The F5 folks wrote a little about SPDY a few weeks ago. It’s a nice write up. But I want to challenge one particular point of it which I commonly hear:
“The most obvious impact to any infrastructure between a SPDY-enabled client and server is that it drives intermediate processing back to layer 4, to TCP”
This isn’t actually true. SPDY is not what makes load balancing or hierarchical caching difficult. SSL is what makes these hard. But even blaming SSL is a bit unfair – any protocol which introduces encryption to avoid 3rd party tampering of the data stream is going to have this problem.
In other words, it’s not deploying SPDY that is hard, it’s securing the web that is hard.
To the contrary, SPDY actually makes deployment of secure content easier. One of the common complaints against using SSL is that of performance – both in terms of client latency and also server scalability. When SSL is combined with SPDY, the performance objection is substantially lessened.
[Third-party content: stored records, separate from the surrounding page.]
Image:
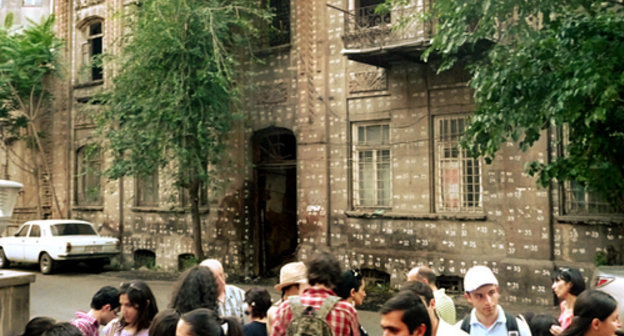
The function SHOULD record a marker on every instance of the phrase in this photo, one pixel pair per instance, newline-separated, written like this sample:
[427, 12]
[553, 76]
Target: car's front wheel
[46, 263]
[4, 262]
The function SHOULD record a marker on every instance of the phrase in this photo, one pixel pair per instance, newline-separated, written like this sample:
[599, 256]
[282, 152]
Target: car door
[32, 244]
[14, 246]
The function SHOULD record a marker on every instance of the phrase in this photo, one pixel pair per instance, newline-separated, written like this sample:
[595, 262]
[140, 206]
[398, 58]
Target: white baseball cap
[478, 276]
Now, don’t get me wrong, I am sympathetic to the difficulty of securing the web, and we need a lot more tools, debugging, and effort to make it simpler and cheaper for everyone. This will be especially difficult for infrastructure solutions which leverage the fact that HTTP is unsecured to do L7 packet analysis. But that doesn’t change the fact that we live in an electronic world full of bad guys. Whenever we ultimately decide to protect the web, it’s going to be hard. SPDY doesn’t create this problem at all.